I try to explain things, to offer you my perspective, and you tell me I am being defensive. You see a tear or hear the shake of my voice because of the depth of the love I have for you, and the sadness I feel about the way things have turned out, and it’s another brick in the fortress you feel you need to build to shield yourself from my emotions. I cry and I’m being manipulative.
I get angry because you tell your father about what happened and he calls me and tells me not to speak, just to listen to him, that I have nothing of value to say and just have to hear him play “knight in shining armor” to you - to rescue you from my emotions - my hurt, pain, and sadness. And I am playing “the victim card”.
After struggling for 13 years as a single mom, you bring another child into my home. Well, a young adult. Unquestioningly, I take her in. So now, I have four children, except one isn’t actually mine, so I honestly don’t know what to do when there is a conflict there. I’m not her mother. She doesn’t pay rent so I’m not her roommate. And these are exactly the kinds of situations I find so difficult.
Yet I am judged and blamed for not treating her as one of my own. Although based on what you’re telling me, she’s lucky, huh?

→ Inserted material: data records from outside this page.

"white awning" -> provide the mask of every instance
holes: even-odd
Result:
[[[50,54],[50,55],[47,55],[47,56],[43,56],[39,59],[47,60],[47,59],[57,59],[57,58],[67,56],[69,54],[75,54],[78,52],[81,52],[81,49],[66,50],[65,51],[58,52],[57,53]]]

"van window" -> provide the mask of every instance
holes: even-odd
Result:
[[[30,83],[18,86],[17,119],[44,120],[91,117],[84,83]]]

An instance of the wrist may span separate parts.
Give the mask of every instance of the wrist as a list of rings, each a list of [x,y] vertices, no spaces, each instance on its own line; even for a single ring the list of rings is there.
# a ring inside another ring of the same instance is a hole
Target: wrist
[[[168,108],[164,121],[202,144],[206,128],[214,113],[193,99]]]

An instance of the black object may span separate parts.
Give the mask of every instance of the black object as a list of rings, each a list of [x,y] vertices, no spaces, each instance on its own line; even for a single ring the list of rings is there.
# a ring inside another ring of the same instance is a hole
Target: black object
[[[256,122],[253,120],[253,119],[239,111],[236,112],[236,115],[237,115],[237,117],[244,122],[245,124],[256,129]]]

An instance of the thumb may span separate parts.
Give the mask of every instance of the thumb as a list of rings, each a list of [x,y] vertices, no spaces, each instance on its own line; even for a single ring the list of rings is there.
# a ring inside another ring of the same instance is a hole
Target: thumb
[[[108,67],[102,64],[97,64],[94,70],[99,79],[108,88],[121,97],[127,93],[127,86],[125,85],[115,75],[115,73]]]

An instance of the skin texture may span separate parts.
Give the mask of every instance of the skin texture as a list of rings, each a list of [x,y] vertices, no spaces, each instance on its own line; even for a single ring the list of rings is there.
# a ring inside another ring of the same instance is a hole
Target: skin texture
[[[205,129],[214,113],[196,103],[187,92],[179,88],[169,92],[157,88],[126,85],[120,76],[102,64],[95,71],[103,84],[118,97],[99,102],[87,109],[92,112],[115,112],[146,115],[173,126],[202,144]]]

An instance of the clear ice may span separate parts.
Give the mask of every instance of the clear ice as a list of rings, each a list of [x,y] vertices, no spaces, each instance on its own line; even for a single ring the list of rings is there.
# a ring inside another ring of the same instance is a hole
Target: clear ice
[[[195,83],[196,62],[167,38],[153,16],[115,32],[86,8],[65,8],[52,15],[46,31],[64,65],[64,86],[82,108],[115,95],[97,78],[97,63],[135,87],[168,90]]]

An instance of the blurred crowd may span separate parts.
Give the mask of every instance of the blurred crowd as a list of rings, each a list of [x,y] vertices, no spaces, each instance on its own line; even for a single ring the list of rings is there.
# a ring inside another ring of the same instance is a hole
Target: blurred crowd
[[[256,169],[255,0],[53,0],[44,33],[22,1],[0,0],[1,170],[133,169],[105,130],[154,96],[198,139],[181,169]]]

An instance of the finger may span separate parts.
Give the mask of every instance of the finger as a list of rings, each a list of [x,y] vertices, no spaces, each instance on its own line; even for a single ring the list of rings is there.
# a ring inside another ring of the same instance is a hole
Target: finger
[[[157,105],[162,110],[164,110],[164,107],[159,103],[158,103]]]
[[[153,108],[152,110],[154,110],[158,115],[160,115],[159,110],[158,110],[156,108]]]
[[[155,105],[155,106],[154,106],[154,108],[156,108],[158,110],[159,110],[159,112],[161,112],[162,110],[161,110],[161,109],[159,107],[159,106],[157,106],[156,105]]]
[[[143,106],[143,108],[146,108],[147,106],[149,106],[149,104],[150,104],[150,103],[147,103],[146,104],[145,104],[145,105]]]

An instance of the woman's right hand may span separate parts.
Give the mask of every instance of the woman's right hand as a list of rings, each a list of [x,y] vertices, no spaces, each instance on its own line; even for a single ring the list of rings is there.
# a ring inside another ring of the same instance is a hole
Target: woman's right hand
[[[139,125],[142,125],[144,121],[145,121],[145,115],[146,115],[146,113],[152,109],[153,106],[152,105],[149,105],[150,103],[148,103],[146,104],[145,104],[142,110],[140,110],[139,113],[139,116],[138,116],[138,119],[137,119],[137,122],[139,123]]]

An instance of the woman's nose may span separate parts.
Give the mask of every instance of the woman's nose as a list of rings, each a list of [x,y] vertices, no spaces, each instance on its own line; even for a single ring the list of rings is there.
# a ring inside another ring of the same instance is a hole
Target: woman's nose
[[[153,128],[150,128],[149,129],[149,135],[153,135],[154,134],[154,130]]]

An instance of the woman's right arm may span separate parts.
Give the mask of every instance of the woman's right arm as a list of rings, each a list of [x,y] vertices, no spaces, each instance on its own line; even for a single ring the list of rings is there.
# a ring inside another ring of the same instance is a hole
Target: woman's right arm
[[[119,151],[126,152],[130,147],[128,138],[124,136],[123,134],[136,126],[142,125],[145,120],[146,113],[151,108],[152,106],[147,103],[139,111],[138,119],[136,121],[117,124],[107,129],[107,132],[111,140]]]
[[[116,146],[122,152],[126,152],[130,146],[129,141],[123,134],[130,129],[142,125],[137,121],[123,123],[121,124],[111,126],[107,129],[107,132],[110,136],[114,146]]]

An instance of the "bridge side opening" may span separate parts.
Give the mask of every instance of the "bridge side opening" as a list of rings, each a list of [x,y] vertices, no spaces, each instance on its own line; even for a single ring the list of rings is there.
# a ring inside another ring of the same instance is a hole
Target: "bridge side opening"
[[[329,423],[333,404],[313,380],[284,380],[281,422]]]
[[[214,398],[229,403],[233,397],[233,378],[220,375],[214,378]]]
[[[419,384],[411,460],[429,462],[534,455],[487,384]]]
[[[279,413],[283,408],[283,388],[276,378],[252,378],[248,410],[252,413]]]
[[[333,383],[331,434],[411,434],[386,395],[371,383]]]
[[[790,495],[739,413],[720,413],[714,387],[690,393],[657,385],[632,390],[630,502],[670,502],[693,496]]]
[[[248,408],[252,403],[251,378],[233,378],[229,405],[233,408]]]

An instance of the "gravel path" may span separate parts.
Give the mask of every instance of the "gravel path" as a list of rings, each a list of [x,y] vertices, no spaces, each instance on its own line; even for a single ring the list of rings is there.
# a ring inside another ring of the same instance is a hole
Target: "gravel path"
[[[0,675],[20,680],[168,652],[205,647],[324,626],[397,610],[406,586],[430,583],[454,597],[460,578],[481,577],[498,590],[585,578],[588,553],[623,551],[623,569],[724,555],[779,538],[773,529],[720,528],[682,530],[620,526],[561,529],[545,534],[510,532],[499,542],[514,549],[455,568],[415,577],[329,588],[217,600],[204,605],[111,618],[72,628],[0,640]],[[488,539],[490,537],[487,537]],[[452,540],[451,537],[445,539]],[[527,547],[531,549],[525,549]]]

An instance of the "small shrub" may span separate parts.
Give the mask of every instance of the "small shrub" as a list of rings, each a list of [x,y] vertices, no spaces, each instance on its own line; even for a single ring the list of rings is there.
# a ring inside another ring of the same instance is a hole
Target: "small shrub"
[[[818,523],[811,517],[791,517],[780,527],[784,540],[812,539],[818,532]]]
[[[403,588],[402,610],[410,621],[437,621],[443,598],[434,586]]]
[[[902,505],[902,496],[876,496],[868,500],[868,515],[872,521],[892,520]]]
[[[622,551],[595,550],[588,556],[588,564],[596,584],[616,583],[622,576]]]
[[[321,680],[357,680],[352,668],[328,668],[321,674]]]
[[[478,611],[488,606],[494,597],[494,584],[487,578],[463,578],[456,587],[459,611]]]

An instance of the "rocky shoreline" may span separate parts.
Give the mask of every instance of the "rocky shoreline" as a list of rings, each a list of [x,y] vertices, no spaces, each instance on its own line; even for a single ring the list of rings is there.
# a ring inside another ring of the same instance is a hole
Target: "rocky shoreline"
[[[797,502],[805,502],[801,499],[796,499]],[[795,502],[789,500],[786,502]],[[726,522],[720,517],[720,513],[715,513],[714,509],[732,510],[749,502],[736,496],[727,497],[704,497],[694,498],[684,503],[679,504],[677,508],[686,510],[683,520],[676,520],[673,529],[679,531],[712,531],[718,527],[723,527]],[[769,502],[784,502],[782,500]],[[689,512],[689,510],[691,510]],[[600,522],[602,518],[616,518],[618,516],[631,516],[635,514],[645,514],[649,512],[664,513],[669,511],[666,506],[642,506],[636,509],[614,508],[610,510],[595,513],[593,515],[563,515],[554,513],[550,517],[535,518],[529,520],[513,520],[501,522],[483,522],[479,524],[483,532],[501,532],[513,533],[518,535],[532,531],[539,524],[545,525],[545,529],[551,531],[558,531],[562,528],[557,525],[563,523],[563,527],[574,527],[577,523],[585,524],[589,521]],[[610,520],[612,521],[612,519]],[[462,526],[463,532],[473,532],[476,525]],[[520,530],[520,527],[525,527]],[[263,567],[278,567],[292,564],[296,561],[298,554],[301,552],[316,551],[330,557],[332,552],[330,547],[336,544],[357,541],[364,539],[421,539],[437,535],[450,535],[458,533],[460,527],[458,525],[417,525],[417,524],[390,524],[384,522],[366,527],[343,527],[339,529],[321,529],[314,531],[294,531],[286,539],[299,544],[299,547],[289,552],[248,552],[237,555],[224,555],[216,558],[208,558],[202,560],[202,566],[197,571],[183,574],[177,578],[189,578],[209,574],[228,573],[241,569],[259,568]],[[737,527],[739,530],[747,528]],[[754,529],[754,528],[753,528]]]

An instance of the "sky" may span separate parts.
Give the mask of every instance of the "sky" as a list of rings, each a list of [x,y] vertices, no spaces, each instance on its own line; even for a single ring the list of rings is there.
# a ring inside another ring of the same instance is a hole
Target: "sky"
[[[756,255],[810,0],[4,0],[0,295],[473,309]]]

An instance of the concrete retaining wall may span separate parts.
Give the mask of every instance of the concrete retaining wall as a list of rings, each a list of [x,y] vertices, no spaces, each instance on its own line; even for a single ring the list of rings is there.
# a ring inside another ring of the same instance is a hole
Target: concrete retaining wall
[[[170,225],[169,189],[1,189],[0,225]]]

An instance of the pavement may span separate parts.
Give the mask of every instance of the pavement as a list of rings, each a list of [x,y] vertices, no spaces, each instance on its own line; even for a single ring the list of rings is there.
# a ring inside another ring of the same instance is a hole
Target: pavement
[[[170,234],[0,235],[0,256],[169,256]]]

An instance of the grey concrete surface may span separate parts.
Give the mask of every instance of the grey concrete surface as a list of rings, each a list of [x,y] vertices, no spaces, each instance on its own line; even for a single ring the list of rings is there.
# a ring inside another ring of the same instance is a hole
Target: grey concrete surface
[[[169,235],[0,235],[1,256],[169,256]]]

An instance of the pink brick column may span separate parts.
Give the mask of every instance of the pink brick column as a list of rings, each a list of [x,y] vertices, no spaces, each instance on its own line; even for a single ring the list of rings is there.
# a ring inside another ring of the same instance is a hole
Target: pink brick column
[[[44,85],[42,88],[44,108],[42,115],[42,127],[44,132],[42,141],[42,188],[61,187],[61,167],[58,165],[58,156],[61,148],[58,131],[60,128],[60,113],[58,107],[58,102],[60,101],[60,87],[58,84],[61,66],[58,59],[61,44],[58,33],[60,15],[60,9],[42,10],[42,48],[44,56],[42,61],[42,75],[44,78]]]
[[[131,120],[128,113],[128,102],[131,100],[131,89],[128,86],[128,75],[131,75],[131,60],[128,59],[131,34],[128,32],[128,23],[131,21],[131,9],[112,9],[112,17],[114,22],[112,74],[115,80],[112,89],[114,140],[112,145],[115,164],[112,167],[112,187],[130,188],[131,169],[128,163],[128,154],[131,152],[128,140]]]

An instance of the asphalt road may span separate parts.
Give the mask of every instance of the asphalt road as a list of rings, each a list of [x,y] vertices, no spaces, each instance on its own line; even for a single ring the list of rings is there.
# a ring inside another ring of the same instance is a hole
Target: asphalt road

I suffer from chronic overextension of my finances, aka poverty, except I never tell you how often I didn’t eat so you could. I never tell you how dire things get trying to keep all the bills paid, because there is enough stress in your lives, and you are my children and I want to protect you. I suffer from seasonal depression, but I don’t want to weigh you down with another worry, so never mention how hard it is for me to get to the other side of each winter alive.
But I’m afraid the thing I protected you from was understanding. From learning empathy. If you had any idea how many times I have almost died, but kept going one more second at a time by thinking of you. And how much it hurts to then be rejected and berated and pummeled over the head with my very human missteps and mistakes. But if I try to say, “My life was hard” I’m guilt-tripping you.
I have given you EVERYTHING I could. I have sacrificed pieces of my soul for you. But I never want you to truly understand. I just want you to love me 1/10th of how much I love you. That’s it.
Love always,
Mom
2023-05-15 The Letters I Will Send My Children
Dear Abacus and Samurai:
I am sorry. I did not realize Abacus was so upset about that exchange.
I hope we can still do our little camping trip with the family this summer, including Kim.
I will not speak of anything which may upset anyone.
Love always,
Mom
Dear Kim:
I am sorry you felt unwelcome in our home. I am a pretty awkward human, and I clearly have not entirely figured out how to adult.
I hope you can forgive my missteps and we can move forward in love.
I never meant to make you feel excluded. Please understand it’s a relic of relationships of my era. It’s clearly a dated practice, but there was an understanding that addressing one half of the couple included both halves automatically. That is the only reason I didn’t think to include you specifically on invites and such.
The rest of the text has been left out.